Que pouvons-nous tirer de tout ça pour nos pratiques de classe  ?

Dans une classe de deuxième et troisième année, j’ai travaillé au tableau, en interaction avec les étudiantes et les étudiants, pour comparer les habitudes françaises et les habitudes japonaises (voir tableau ci-dessous). Cette activité nous a permis non seulement de travailler sur les structures et le vocabulaire de la leçon, mais aussi de développer des réflexions sur les différences culturelles.
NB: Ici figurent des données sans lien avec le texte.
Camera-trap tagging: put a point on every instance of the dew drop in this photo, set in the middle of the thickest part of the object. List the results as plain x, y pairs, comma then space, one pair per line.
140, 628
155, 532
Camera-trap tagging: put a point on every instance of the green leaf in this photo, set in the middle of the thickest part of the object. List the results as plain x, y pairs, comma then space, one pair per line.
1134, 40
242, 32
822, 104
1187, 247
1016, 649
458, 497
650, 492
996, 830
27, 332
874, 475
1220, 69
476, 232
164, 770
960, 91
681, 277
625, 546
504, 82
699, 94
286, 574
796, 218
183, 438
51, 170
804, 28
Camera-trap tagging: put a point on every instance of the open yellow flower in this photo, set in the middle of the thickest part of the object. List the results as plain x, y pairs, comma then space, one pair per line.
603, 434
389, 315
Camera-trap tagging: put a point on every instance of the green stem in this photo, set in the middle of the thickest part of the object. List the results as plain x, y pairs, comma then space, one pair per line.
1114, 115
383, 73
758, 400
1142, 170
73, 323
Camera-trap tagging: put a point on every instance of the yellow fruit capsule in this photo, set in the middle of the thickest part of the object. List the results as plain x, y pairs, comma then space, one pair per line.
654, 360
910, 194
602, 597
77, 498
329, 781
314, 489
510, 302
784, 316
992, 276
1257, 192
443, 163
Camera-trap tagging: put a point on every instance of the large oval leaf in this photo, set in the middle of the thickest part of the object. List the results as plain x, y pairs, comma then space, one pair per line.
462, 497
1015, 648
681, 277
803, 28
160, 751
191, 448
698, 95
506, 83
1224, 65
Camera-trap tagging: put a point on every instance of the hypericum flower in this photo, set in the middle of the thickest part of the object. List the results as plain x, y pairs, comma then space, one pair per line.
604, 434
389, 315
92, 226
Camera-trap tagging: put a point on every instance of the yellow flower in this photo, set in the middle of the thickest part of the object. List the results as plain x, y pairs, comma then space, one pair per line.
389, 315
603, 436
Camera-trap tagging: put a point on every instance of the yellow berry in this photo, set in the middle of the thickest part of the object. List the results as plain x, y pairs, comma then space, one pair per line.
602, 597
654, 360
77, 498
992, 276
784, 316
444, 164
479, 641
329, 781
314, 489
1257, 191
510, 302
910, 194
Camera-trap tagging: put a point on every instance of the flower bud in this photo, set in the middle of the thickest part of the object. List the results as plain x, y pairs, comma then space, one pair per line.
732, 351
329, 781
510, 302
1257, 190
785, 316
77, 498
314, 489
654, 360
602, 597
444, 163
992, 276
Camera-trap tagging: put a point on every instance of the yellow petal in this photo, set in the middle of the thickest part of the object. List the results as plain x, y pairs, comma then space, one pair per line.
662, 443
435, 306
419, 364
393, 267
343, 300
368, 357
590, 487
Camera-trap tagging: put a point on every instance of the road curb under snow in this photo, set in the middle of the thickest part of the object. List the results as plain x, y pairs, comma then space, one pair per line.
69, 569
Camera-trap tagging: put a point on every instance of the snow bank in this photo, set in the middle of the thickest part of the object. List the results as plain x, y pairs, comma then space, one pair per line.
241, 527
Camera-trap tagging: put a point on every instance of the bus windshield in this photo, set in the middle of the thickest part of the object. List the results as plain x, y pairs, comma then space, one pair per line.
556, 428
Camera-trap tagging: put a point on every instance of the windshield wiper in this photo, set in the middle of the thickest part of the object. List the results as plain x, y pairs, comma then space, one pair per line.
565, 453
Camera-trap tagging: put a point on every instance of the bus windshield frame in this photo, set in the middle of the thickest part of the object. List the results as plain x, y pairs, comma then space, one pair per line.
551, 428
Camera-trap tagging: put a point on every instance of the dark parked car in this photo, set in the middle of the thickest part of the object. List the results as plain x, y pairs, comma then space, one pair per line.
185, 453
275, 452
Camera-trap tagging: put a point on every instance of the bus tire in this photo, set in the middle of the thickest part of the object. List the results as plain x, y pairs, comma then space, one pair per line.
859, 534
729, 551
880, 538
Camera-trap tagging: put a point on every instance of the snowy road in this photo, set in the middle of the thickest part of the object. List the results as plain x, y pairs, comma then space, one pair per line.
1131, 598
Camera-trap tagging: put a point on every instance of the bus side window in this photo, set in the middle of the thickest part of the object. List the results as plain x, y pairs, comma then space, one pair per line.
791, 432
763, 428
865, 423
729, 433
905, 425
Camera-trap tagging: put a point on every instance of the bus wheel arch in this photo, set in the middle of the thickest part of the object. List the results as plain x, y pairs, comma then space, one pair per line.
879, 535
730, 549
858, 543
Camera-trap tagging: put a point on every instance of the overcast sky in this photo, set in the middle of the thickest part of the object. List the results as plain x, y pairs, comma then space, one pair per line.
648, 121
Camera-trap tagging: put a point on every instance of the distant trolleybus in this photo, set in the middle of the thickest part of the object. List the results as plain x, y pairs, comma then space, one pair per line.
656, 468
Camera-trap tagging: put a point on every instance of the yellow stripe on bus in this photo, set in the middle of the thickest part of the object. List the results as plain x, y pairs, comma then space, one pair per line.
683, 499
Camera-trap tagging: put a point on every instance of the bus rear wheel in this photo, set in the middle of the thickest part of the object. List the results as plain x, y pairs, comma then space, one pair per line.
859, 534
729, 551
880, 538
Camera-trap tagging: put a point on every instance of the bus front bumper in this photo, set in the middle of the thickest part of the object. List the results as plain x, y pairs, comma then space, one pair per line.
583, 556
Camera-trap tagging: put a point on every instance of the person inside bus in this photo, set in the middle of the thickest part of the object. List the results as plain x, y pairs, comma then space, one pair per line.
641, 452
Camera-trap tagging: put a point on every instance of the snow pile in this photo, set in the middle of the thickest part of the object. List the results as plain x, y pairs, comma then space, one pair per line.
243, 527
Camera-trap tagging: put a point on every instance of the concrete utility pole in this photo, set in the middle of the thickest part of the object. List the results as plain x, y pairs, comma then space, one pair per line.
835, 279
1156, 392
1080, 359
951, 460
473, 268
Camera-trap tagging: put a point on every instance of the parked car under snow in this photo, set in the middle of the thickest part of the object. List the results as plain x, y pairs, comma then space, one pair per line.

Les étudiants de cette classe étaient de niveaux très disparates. Nous avons travaillé à la fois en français et en japonais.  J’ai d’abord posé la question des passe-temps de façon systématique : « Pour vous, regarder la télé (faire des promenades, etc.), c’est un passe-temps ? ». Seuls les meilleurs pouvaient répondre à cette question et expliciter leur réponse en français. Néanmoins, tous étaient en mesure de répondre « Oui, pour moi, c’est un passe-temps / c’en est un » ou « Non, pas pour moi ». Certains des étudiants me donnaient des compléments de réponse en japonais et ou encore me traduisaient leurs réponses. Au cours de la réflexion, je donnais mon opinion en tant que Français et les meilleurs étudiants aidaient les plus faibles à comprendre. Ce système d’interaction bilingue ne peut bien sûr se faire que si les étudiantes et les étudiants sont relativement motivés par la classe et si, parmi eux, quelques-uns sont capables d’exprimer des choses nouvelles en français. Néanmoins, ces interactions peuvent aussi être menées dans des classes d’étudiants peu avancés si l’enseignante ou l’enseignant peut utiliser un peu de japonais ou encore, comme le fait Louis Benoit, en utilisant l’anglais comme outil d’explication.

Toujours au cours de la discussion, j’ai pu introduire différentes formes de questions, telles que « Et vous, qu’est-ce que vous aimez faire comme passe-temps / quand vous êtes fatigué(e) ?» ou encore « Qu’est-ce que vous avez l’habitude de faire comme passe-temps / quand vous êtes fatigué(e) ?». Ces questions permettent de continuer à travailler sur les structures et le vocabulaire de la leçon, tout en menant une discussion de type interculturelle.

Je pense que de tels échanges peuvent être menés de la même façon en prenant appui sur d’autres leçons. On peut par exemple partir de la leçon 8a pour parler de la manière dont les Français et les Japonais passent leurs vacances, ou de la leçon 11b pour parler des habitudes de vie commune et de la question du mariage.